ABOUT THIS BOOK | AUTHOR BIOGRAPHY | TOC
ABOUT THIS BOOK
The Powers of Ten by Charles and Ray Eames announces itself as “A film dealing with the relative size of things in the universe,” and in it, we see two people enjoying a picnic on a sunny day before the view zooms up and away to show the park where they sit, the city around the park, the continent, the whole globe, and progressively farther into space, lightyears beyond the initial scene. It then moves back in for a close-up of the hand of the picnicker, travelling deep into the microscopic realm. Zachary Horton calls this effect the “cosmic zoom,” a trope that has influenced countless media forms over the past seventy years.

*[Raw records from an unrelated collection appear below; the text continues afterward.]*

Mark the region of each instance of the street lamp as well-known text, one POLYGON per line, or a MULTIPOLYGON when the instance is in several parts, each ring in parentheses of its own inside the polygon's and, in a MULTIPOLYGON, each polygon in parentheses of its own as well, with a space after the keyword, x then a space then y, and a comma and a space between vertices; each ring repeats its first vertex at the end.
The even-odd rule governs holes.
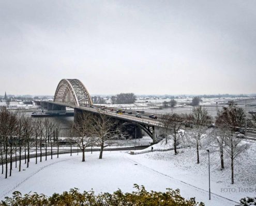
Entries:
POLYGON ((206 149, 208 152, 208 161, 209 165, 209 199, 210 200, 210 151, 209 149, 206 149))
POLYGON ((155 106, 155 108, 156 108, 156 106, 155 106))
POLYGON ((136 150, 136 136, 137 136, 137 133, 136 133, 136 126, 135 126, 135 150, 136 150))

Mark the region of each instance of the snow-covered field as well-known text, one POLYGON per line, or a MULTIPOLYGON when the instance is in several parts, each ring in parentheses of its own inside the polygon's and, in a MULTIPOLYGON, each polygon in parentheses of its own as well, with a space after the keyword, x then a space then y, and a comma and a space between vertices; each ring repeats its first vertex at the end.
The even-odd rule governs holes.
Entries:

The Cosmic Zoom uses this visual and conceptual flight through the scales of the universe as a starting point to develop a cross-disciplinary theory of scale as mediated difference. It considers the origins of our notions of scale, how scalar mediation functions differently in analog and digital modes, and how cosmic zoom media has influenced both scientific and popular understandings of the seen and unseen world. These considerations, Horton shows, are vital to addressing the major questions of both climate change and big data, which he treats as two facets of a single issue: scalar mediation. Through analyses of literature, film, digital media, and database history, Horton brings our obsession with scale into sharper focus, establishing a much-needed framework for thinking about scale across multiple domains and disciplines.